Myself and a select few others including the Captain of MS Amsterdam, Holland America Line were picked up by the locals from the island. We went down the side of the gigantic luxury liner by a rope ladder and into the wooden boat belonging to the natives of Pitcairn. It was like stepping back in time or into a world that seemed so far away from that of the cruise ship life. Swapping a life of a ship capacity of over 2000 people to visit the least populous island in the world - Pitcairn Island: Total population 48 (2020)
As we sailed away from the cruise ship and an abundance of curious cruise passengers who unfortunately for them, had to remain on board, we sailed closer and closer to the Island itself and the history that smothers it. It was so incredibly moving and atmospherical to be stepping onto the actual Island. The landscape remains so untouched it really makes you feel like so little must have changed since the 1700s when the Island was first inhabited by the original mutineers themselves.
Our tour guide for the day was Steve Fletcher, Steve is a direct descendant of Christian Fletcher, the Master's mate who sailed on the Tahitian voyage in 1789. Christian seized command of HMS Bounty and was one of only 9 mutineers who settled on the isolated island, where the Bounty soon after burned. Christian died 4 years later and there are various accounts for how he died, but his body lies at the Pitcairn Island Graveyard. The generations he left behind remain to share his stories, including Steve.

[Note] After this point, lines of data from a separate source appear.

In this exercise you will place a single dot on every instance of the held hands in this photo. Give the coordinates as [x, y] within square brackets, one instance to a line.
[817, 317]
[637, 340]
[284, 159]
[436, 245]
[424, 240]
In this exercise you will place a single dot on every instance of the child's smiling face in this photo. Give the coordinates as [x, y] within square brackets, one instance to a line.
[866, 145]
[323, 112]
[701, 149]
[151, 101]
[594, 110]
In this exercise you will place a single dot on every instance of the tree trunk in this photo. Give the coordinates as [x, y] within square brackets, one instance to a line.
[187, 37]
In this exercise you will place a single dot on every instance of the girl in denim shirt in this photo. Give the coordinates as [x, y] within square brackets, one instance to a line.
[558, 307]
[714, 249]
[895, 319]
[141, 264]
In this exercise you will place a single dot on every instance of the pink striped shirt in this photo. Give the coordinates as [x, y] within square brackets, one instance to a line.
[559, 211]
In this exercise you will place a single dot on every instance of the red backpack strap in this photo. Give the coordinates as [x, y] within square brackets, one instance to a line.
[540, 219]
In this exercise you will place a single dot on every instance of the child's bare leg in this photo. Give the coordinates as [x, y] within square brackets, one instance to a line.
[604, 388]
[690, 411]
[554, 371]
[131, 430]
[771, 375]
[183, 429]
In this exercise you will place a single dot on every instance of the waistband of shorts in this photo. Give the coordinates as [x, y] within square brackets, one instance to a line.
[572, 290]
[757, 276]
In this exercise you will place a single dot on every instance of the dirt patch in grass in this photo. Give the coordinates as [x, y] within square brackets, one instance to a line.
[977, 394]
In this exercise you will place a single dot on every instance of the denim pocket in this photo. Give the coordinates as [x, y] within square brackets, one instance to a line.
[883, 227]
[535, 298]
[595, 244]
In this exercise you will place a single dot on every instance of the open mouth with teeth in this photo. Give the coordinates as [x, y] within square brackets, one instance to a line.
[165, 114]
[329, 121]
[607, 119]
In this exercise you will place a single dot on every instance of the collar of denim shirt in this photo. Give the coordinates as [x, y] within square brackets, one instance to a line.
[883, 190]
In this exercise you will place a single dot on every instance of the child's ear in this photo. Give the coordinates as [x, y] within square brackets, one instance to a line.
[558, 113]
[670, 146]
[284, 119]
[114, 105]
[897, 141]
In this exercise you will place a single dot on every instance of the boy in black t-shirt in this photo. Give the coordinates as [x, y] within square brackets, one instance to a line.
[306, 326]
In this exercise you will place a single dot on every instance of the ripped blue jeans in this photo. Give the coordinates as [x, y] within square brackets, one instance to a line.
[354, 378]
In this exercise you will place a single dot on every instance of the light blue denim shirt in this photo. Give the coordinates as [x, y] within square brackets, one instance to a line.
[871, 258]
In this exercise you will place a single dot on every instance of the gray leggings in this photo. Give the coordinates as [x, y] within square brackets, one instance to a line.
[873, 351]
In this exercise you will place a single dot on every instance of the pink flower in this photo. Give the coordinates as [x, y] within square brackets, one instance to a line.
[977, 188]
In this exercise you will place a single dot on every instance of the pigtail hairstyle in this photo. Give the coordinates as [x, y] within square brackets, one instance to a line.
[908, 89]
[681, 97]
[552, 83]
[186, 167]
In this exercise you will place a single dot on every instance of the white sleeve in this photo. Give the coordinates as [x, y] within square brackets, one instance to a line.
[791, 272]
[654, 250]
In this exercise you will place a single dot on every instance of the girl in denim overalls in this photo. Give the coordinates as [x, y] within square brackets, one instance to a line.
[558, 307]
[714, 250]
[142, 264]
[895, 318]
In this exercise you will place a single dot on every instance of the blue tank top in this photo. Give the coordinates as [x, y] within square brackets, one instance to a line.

The incredible story of this Island literally makes for hours of reading and discovering. But I won't go on about that here like I'm Wikipedia. Instead, I choose to share my experiences through these photographs plus a short video of my day.
Big thanks to Holland America for this once in a lifetime opportunity to experience the historical island and to the Islanders of Pitcairn who were all so incredibly welcoming. Thank you for sharing your stories. It was a day I will never, ever forget.